Der angeschlagene Kreuzer drehte sich auf die Seite. Der Heckimpellerring war komplett ausgefallen, der Keil flackerte, der gesamten achternen Rumpfhälfte fehlten die Seitenschilde. Mit diesem einen Beschießungsdurchgang hatten HMS Hexapuma und Captain Aivars Aleksowitsch Terekhov in weniger als sechs Sekunden über fünfunddreißig Prozent der Besatzung der Anhur getötet und weitere neunzehn Prozent verwundet. Einunddreißig Prozent der Bordwaffen waren zerstört. Die maximal mögliche Beschleunigung war um mehr als fünfzig Prozent reduziert worden. Die Anhur hatte siebenundvierzig Prozent ihrer Seitenschilde verloren, alle achternen Alpha- und Beta-Emitter und die Warshawski-Segel. Fünfzig Prozent ihrer Energieerzeugung war ausgefallen, die Heck-Feuerleitung und die Heck-Sensoren existierten nicht mehr, und beinahe zwei Drittel ihres taktischen Computersystems war durch Leistungsspitzen und Sekundärexplosion unkontrolliert heruntergefahren.
Kein Schiff in der Galaxis konnte solch eine Verwüstung hinnehmen und weiterkämpfen, ganz gleich, welchen Anreiz seine Besatzung besaß, sich einer Kapitulation entgegenzustemmen.
»Feindlicher Kreuzer!« Die Stimme, die aus Terekhovs Ohrhörer kreischte, klang nicht mehr hart und schroff - sie war rau und bebte vor nacktem, purem Entsetzen. »Feindlicher Kreuzer, wir ergeben uns!
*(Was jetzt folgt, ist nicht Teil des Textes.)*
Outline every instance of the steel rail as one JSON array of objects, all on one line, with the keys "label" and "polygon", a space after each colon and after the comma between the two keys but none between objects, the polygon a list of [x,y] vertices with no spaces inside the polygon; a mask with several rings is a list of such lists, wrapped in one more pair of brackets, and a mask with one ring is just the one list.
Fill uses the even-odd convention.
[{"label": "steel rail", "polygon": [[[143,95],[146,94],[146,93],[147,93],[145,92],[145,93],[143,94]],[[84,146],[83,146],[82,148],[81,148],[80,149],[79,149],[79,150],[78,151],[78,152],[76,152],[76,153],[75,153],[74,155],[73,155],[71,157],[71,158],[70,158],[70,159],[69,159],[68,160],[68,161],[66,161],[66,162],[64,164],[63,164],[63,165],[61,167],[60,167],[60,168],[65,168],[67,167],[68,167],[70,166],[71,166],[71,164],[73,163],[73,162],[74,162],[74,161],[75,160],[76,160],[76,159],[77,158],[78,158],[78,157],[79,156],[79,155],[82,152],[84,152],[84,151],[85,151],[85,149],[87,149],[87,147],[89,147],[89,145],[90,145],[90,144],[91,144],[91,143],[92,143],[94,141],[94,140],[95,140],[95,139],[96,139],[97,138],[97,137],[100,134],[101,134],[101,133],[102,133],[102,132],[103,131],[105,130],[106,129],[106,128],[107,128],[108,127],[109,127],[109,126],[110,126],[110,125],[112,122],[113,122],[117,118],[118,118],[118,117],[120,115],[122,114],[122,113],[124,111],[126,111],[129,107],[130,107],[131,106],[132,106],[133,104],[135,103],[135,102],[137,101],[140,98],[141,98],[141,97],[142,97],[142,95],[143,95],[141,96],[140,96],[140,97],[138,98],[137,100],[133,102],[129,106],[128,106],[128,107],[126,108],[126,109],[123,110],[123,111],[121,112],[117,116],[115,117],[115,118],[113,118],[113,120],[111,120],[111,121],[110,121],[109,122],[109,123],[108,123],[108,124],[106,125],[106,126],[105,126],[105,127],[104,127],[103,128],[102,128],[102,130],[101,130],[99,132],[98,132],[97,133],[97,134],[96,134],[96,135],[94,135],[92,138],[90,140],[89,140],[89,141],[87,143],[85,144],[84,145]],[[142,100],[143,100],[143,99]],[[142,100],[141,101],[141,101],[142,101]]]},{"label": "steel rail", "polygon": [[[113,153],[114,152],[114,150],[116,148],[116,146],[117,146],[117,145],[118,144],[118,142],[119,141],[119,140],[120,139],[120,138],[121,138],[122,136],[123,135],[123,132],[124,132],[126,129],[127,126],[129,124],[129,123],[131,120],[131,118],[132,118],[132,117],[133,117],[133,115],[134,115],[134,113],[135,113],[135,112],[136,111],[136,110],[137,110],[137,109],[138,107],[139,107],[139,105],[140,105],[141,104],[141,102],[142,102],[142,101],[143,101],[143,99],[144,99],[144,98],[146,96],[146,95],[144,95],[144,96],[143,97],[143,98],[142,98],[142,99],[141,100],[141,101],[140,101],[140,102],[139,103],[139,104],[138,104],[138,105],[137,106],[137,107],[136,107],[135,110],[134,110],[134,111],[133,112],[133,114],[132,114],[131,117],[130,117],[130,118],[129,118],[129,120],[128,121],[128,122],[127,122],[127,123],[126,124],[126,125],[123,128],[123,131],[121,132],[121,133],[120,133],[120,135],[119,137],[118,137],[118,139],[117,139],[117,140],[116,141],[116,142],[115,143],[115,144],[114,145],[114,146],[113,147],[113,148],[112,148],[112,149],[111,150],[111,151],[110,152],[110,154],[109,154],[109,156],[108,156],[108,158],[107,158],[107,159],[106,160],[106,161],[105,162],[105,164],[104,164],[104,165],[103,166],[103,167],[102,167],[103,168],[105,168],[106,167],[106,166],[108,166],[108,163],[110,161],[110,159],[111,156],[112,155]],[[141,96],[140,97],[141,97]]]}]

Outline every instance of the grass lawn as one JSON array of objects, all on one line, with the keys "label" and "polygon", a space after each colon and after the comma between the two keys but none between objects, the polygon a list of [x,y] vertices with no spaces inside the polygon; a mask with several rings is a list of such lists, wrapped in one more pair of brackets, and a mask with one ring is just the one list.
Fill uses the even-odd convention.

Wir ergeben uns! Feuer einstellen! Um Gottes willen, Feuer einstellen!«
Nur einen Augenblick lang blitzte ein hässliches Licht in den eisblauen Augen auf, die nun mit der Hitze eines Hochofens loderten. Der Befehl, die Beschießung fortzusetzen, tanzte auf der Spitze von Terekhovs Zunge, die den salzigsüßen Geschmack nach Blut und die kupfrige Bitterkeit der eigenen Toten schmeckte, die nach Rache schrien. Doch dann schlossen sich diese Augen. Er biss die Zähne zusammen, und die Stille schwebte über dem Kommandodeck der Hexapuma, während die Kommandantin der Anhur um Gnade flehte.